Written by Chris Thom
Spoon Feed
In this multi-site study, the authors found a high prevalence of “ghost scans” during trauma alert activations, with significant variations between institutions.
Let’s prioritize saving the FAST exam during trauma alerts
This was a retrospective study of trauma alert activations among four urban level-1 trauma centers. Medical records were reviewed to determine if an eFAST examination was performed, and the imaging archiving system was then investigated to determine if imaging was saved. The nursing flowsheets were used as the “gold standard” to adjudicate if there was an eFAST exam performed during the trauma. A “ghost scan” was defined as an eFAST exam that occurred, with no associated imaging having been saved.
The four sites had a total of 6,145 trauma activations over the studied time period. The overall ghost scanning rate was 49.8%, with a low of 21.4% at one site and a high of 93.2% at another site. One site used only the EHR and PACS for POCUS documentation, while the other three used Qpath as a POCUS manager (middleware). All four sites used an order-based workflow. The site without a POCUS manager had a ghost scan rate of 65.5%.

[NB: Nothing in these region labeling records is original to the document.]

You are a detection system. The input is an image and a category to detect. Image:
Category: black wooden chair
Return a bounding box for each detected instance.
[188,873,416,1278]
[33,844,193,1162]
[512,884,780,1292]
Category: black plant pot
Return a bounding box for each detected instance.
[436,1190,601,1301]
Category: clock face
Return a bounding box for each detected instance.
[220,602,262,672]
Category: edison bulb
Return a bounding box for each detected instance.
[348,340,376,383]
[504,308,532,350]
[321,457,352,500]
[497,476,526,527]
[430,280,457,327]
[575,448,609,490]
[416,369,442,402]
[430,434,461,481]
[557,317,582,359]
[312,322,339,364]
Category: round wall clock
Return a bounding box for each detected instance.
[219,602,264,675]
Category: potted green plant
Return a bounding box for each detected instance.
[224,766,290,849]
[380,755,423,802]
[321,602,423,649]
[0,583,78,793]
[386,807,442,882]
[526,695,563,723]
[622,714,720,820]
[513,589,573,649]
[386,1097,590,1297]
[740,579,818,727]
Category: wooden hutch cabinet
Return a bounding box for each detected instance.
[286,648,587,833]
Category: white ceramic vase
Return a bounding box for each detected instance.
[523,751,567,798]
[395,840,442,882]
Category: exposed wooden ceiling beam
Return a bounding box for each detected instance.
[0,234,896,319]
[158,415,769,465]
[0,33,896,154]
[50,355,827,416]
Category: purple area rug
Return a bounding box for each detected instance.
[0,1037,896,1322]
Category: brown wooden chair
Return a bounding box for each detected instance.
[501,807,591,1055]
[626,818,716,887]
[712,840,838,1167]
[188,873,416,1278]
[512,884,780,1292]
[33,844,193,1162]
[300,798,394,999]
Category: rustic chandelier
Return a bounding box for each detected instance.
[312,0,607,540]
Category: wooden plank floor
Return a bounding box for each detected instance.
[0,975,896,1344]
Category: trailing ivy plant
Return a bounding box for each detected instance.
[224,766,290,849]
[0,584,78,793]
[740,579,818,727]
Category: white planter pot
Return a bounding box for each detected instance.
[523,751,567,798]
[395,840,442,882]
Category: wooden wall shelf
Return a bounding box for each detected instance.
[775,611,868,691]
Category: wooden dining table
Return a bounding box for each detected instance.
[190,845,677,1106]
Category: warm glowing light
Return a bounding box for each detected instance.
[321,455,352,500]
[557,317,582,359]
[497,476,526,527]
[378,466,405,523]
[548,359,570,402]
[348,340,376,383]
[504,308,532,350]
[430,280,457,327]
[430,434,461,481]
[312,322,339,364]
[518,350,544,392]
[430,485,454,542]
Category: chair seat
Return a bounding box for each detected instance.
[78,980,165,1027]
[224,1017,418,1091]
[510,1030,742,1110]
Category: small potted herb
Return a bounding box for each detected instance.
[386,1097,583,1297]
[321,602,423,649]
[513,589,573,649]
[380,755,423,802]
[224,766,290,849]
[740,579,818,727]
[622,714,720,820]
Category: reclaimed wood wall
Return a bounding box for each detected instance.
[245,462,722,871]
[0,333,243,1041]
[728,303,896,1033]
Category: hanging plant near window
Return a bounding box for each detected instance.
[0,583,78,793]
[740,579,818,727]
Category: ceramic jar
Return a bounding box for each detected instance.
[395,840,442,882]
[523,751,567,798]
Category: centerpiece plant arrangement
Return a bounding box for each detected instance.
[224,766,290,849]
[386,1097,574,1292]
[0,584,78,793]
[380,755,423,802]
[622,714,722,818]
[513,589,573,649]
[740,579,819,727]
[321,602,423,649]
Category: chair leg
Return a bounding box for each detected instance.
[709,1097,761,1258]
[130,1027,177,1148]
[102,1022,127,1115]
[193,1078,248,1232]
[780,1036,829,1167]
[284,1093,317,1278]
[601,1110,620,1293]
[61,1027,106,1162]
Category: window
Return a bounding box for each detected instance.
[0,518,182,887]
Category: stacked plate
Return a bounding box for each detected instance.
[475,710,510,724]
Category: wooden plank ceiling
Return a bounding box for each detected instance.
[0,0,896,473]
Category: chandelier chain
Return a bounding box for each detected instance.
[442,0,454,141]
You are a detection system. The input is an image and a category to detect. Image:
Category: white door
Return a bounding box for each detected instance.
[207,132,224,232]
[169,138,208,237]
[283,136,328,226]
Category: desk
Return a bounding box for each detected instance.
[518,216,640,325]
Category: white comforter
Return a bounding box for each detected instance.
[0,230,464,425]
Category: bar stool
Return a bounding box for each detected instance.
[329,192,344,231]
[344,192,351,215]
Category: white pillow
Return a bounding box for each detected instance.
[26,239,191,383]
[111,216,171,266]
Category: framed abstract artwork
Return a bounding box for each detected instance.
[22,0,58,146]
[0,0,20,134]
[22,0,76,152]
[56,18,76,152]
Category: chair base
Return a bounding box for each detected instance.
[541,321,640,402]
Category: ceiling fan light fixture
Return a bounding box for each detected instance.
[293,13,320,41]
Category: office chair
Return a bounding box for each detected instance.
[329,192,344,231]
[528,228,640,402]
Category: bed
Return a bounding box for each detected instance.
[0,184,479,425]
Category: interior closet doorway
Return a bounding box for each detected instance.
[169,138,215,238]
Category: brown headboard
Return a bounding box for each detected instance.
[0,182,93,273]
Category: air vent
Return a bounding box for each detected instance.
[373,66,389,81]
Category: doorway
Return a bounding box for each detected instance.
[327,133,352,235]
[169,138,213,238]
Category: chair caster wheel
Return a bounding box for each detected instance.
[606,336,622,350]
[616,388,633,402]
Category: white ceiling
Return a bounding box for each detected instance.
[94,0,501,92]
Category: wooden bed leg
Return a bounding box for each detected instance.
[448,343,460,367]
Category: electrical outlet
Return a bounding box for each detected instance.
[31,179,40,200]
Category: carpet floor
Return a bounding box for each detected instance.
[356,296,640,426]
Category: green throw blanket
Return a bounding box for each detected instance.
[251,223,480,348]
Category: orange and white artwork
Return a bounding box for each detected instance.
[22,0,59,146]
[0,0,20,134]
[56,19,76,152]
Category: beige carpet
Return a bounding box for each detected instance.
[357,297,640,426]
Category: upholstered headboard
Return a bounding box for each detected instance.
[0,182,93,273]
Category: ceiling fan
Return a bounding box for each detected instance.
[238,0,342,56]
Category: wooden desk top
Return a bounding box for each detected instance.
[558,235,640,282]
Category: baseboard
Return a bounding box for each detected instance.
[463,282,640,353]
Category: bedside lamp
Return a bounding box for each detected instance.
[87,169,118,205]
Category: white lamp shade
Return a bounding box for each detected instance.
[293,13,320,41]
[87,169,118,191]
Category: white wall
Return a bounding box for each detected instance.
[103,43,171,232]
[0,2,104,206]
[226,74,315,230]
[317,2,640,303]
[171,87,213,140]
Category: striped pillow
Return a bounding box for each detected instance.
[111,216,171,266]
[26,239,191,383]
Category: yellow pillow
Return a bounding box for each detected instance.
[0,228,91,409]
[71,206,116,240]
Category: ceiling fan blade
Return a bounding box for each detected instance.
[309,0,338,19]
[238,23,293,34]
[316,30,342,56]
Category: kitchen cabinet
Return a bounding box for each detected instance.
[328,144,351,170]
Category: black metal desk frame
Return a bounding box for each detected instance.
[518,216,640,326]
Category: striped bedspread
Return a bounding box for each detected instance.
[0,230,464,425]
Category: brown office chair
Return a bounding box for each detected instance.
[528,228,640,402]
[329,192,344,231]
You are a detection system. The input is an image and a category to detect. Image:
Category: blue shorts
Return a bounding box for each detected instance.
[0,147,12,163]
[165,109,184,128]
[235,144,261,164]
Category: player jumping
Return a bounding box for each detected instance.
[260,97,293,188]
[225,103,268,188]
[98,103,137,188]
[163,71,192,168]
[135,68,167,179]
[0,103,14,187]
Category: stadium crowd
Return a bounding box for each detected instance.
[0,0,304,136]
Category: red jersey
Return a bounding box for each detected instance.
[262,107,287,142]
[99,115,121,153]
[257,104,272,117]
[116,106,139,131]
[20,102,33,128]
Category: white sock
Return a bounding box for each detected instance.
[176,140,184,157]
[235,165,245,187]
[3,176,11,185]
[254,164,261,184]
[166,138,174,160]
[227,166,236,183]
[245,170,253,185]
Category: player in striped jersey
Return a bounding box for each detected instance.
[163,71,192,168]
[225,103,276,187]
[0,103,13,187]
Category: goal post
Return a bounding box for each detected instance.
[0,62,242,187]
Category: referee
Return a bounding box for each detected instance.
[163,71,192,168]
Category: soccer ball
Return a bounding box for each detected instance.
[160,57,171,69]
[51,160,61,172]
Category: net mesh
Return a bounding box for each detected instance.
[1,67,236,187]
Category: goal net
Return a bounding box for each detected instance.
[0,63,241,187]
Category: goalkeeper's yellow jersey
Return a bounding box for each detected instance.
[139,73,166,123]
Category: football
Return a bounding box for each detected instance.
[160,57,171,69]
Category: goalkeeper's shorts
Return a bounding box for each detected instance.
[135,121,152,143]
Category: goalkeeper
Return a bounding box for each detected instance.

How will this change my practice?
This study highlights a constant struggle in POCUS practice—namely, the ability to effectively save and document our POCUS studies. This is perhaps particularly challenging in trauma alert activations, where there are multiple cross-specialty players involved in the POCUS ordering, image acquisition, image archiving, and image documentation. Two key variables are likely involved in the disparate rates of ghost exams amongst these four sites. The first is ease of workflow for the physicians involved. Each click needed to save and document the FAST exam reduces compliance and impedes success. The second is culture. It is imperative for POCUS and trauma leaders to reinforce the importance of accurately documenting medical imaging in the patient record.
POCUS pro-tips
I’m hopeful that POCUS managers and US manufacturers will help us here. Auto-saving the best image is a feature becoming available, as is voice command for saving images. Comparing these results with similar Level 1 centers that use encounter-based POCUS workflow would also be interesting, as there is significant potential advantage in being able to identify the patient and start scanning prior to any EHR order being placed.
Source
Prevalence of ghost scans in point-of-care ultrasound for trauma patients: A multicenter study. Am J Emerg Med. 2026 Jan;99:354-358. doi: 10.1016/j.ajem.2025.10.043. Epub 2025 Oct 24. PMID: 41167009.